In Luke’s gospel Jesus is sent to, and recognized by, persons who cut across the grain of conventional expectations. And so in his telling these lowly shepherds have eyes to see and ears to hear what others cannot. They are able to grasp the concept of a new relationship between God and humankind, to feel the presence of a God no longer remote and isolated but able to identify with human suffering and longing. “And the word was made flesh,” as John’s gospel puts it. The incarnation, as we call it, sounds like such a lofty concept, but try translating the latin root, carne, as we do in “carnival” and you get “and the word was made meat.” I don’t find this the most attractive image, but it has a certain visceral quality that fits Luke’s storytelling purpose. Jesus is conceived by the Holy Spirit to be sure, but still comes into the world through the birth canal, among all the bodily fluids, into a place with no running water, born to a woman away from her home without her kinswomen to assist with the birth (I can’t imagine Joseph was much help), in the bleakness of poverty and under the shadow of tyranny. This is God among not apart from us, sharing to the full the human experience, knowing hunger and cold, enjoying touch and taste, crying out for love; the “hopes and fears of all the years.”

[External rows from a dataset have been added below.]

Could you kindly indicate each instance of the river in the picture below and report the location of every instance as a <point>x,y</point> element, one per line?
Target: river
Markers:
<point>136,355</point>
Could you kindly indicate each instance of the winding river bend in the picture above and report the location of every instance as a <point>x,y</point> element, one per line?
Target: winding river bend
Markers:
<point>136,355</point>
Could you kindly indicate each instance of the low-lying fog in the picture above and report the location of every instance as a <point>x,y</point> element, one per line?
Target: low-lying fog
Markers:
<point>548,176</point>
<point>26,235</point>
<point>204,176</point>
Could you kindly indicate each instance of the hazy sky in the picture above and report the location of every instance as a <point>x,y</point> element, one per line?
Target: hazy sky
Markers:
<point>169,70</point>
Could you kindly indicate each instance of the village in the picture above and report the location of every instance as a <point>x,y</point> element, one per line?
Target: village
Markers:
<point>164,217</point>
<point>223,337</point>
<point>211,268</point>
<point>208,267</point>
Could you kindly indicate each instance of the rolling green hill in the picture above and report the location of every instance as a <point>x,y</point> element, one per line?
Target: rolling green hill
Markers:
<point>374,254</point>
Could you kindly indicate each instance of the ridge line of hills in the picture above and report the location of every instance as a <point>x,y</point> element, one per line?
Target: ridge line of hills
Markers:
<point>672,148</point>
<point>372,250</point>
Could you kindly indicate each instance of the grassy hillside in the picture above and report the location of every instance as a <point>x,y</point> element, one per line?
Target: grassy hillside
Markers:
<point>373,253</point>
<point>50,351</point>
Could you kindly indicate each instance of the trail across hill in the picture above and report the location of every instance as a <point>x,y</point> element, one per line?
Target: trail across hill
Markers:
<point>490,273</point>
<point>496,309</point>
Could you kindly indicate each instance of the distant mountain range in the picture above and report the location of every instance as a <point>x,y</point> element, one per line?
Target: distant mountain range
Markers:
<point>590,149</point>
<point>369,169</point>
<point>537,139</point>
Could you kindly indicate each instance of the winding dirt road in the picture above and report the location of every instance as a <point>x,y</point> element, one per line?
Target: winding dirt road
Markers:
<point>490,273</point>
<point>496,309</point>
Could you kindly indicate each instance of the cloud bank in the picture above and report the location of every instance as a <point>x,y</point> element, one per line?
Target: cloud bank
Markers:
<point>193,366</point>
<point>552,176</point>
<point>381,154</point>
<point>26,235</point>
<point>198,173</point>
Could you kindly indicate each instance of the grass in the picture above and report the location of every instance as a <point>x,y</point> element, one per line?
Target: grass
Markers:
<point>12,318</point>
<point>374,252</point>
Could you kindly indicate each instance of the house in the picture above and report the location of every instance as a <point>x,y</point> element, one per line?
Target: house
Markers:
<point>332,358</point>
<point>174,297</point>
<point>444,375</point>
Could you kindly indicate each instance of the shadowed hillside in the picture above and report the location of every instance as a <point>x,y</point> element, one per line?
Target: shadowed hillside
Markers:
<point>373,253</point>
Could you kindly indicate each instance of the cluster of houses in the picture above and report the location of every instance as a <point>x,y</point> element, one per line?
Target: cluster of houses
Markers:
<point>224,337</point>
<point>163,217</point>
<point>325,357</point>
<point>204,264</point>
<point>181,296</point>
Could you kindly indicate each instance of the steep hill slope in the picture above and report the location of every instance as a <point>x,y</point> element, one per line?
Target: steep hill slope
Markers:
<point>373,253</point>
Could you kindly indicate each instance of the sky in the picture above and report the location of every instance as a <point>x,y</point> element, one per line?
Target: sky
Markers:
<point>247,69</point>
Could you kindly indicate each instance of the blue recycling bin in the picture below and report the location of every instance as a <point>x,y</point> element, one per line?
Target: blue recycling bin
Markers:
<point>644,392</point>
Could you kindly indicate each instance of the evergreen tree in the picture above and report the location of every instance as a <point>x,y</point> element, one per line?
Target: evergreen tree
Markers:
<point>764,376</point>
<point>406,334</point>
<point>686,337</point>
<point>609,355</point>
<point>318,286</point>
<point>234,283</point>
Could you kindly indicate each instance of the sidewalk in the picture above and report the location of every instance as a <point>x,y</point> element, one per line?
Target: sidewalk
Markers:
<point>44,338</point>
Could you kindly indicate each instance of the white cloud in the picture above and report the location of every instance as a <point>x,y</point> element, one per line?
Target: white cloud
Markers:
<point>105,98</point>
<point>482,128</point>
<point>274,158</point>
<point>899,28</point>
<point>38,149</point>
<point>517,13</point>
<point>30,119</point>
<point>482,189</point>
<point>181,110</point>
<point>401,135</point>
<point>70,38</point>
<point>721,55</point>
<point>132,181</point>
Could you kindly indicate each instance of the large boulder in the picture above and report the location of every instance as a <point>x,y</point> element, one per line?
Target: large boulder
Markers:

It is this sensuous quality that makes Christmas such an ideal winter festival. The long nights, dream time, are relieved by appeals to all the senses: we experience the bright lights, the smell of fir, the sound of the carols, the taste of eggnog, and of course the nostalgia built up from every Christmas we’ve celebrated. The engagement of emotions and senses is right in keeping with the theme of the god who shares all those hopes and fears.

Was this what the shepherds recognized when they stumbled into just the right house, stable or whatever? Perhaps, but we can only speculate; there are too many intangibles and we can’t see through their eyes. But consider that all across our city tonight Christians are gathering together just like we are; to an unchurched observer all the gatherings must look pretty much the same. But to our ears and eyes and hands and hearts this gathering is special, even if we’re the only ones who see that, and there’s nowhere we’d rather be. This, of all the churches in Portland, is our home. So when we circle around the table to sing The Winter Name of God, when our eyes meet as we pass the plate and the cup, when we share hospitality and good will, we too, though we may half dance and half stumble, send back the song which now the angels sing.